Here are some of the ways I've been socially gaming with friends during this shelter-at-home situation. Each of these games assumes you'll also be video-chatting live with the people you're playing with.

1. I love the game Codenames. I feel guilty playing knockoff versions, but not so guilty that I don't play knockoff versions. I play an asynchronous knockoff on iOS with strangers, but with real-life friends, I play at the confusingly-URL'ed horsepaste.com. It's great and works intuitively. 

2. I backed Inhuman Conditions on Kickstarter, and it's a great game for two players, particularly those who love improvising. Because it's open source, you can play the entire game online in various ways. It's better in person, and it's better with the cards, but this is a very reasonable facsimile. Get on a call with your pal, share a room code, and get to work figuring out if your opponent is a human or a robot. 

3. I love all Jackbox Games. I love the people who make Jackbox Games, and am friends with some of them. Drawful 2 is currently free at this writing in many places, and the other games range between cheap and reasonable. Buy them. Point a device at your TV screen, point your second device at your faces, and play. These games can also run directly on your computer via Steam, and then you can just share your screen. 

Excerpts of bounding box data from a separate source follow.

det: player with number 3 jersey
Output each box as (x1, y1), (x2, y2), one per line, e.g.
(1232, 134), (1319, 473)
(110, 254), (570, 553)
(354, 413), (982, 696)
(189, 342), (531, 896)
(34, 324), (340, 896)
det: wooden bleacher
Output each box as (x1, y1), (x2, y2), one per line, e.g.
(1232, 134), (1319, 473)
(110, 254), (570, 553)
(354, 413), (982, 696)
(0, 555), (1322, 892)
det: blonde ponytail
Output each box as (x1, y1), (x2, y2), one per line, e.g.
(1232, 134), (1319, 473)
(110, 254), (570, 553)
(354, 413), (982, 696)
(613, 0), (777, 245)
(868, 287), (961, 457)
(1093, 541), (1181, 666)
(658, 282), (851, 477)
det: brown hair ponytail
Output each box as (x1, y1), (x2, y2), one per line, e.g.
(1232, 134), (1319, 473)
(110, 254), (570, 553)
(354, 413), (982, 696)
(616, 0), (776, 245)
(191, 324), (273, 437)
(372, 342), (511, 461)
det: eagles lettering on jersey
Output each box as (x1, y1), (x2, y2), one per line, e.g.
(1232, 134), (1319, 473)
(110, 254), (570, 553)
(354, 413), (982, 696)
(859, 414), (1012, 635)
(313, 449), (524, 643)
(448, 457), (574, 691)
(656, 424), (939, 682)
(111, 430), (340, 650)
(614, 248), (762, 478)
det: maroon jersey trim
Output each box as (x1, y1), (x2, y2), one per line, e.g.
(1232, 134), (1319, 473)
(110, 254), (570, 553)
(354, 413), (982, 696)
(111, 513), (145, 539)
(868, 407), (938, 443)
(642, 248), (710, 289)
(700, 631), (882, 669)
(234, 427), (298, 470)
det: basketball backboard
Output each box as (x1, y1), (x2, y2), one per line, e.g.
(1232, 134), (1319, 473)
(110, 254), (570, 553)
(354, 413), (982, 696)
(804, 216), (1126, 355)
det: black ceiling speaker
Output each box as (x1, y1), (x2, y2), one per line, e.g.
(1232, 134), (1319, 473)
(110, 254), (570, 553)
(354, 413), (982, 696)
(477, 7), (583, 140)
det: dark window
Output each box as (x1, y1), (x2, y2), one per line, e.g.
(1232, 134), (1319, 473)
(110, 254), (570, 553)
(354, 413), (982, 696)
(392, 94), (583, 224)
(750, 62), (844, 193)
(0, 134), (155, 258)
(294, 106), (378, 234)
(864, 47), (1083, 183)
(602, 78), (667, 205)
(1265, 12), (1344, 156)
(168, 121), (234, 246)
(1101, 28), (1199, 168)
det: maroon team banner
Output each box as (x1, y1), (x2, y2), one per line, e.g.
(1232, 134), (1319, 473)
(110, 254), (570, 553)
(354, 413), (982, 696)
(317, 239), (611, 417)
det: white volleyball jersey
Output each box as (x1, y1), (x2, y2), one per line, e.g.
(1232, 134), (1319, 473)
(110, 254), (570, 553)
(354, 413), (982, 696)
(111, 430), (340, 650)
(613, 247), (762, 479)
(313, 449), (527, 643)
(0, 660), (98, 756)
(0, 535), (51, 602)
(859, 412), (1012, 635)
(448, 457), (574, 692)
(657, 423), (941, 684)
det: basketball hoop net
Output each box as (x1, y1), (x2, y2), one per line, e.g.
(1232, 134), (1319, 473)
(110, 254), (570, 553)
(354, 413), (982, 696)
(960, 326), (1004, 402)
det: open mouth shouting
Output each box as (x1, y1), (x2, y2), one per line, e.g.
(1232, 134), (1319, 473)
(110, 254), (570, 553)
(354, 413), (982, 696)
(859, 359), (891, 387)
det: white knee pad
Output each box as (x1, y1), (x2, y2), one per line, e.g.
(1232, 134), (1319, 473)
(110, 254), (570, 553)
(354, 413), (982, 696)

Some Jackbox Games prioritize speed; most don't. Quiplash, Fibbage, Split the Room, Drawful, Mad Verse City, Dictionarium, Joke Boat, and more all work great. 

4. I feel a smidgen guilty about enjoying Use Your Words, which is a knockoff of Jackbox Games. But this game, available on Steam and most consoles, is like Quiplash, but with a rotation of different prompt styles — subtitling movies, captioning/headlining photos, and a less-inspired fill-in-the-blank mode. It works slightly less well than Jackbox over video sharing, but still works and can cause laughter. Assuage any Jackbox guilt by buying every Jackbox game before you buy this one. That's what I did.

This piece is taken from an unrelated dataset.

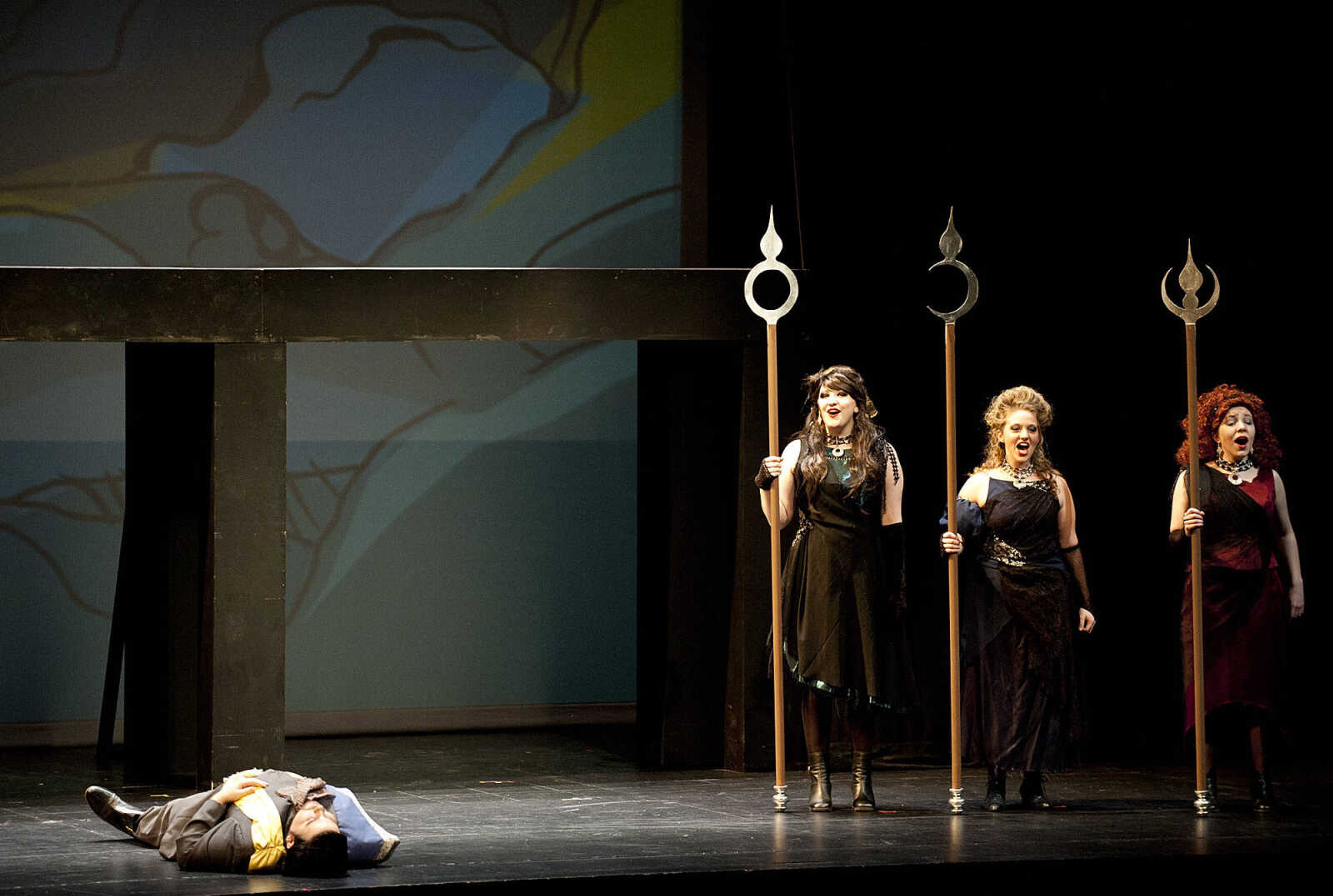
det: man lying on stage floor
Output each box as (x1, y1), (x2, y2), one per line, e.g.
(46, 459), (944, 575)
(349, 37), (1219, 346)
(84, 768), (348, 877)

5. Scattegories. You heard me. Scattegories is a great game, and it works well over video. Websites make it easier. 

6. Most video chatting apps have some kind of drawing mode. Zoom, despite its numerous privacy flaws, has a solid whiteboard mode. That makes it easy to play Pictionary/Win Lose or Draw style games, or hangman. Or even tic tac toe, if you're desperate.

Stay safe out there. Or rather, in there. Stay home. Play games. Talk to friends online. I care about you.